6) In the past, people have thought that I’m

– a girl (I was very little then, and wearing a hooded anorak, but I felt really offended)

– a homosexual (according to the landlady of my future wife)

– the musical clown of Zirkus Krone (it’s hard to recognize someone when he isn’t wearing make-up)

– a famous piano player (famous? yes! a piano player? no!)

– a maniac (walking Robbie, in the heat of the night, I scared a girl to death who had just watched “A Beautiful Mind”; I haven’t seen the movie, and I have no clue how this could happen)

– a Jesus look-alike. Last week, I spent my afternoon break downtown, and a woman distributing flyers told me I looked a lot like Him:

And I don’t even have a beard! Because she didn’t say I actually was Him I refrained from performing a miracle.

7) After not having mastered the guitar (acoustic/electric) and the ukulele, I’m now learning not to play the mandolin. It’s big fun! And because the mandolin has the same tuning as the violin, I eventually won’t be able to play the violin either!

8) The only head-banging I have done is after washing my hair, to help it dry. I stopped doing so because of a whiplash.

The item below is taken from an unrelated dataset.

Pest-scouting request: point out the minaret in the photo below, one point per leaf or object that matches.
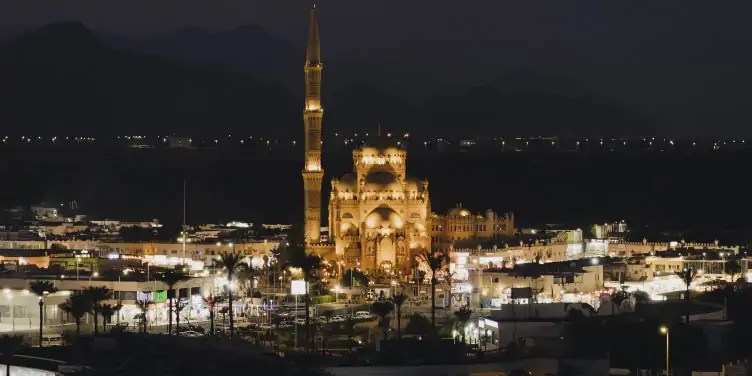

9) It took me 49 years to get into hospital. I even was born at home (my mother used to be a midwife herself, and put great faith in her profession), but finally a stupid fall on the Maximilianstraße in Munich led to a shattered elbow –diagnosticized three days later when I still hadn’t seen improvement, and visited a doctor. Two surgeries followed, one to fix the fragments, and another one to remove the metalwork. If you study the picture closely (which I cannot recommend) you can see that there are two cuts.

I pay a fortune for my health insurance, which granted me the services of an orthopedic professor. So the first thing I had to do was sign a document saying that I agreed with someone else doing the surgery, and in the end the professor only removed the stitches (he forgot one, and I had to do a professor’s job myself).

I can’t get my arm quite straight anymore: I’m a cripple ... for 15%, if I remember right. You wouldn’t notice it, though.

10) There are only nine interesting facts about me. When I think of all those people who could go on and on telling interesting things about themselves I feel deeply ashamed...

Oh, I have said that before! Well, at least we have come full-circle!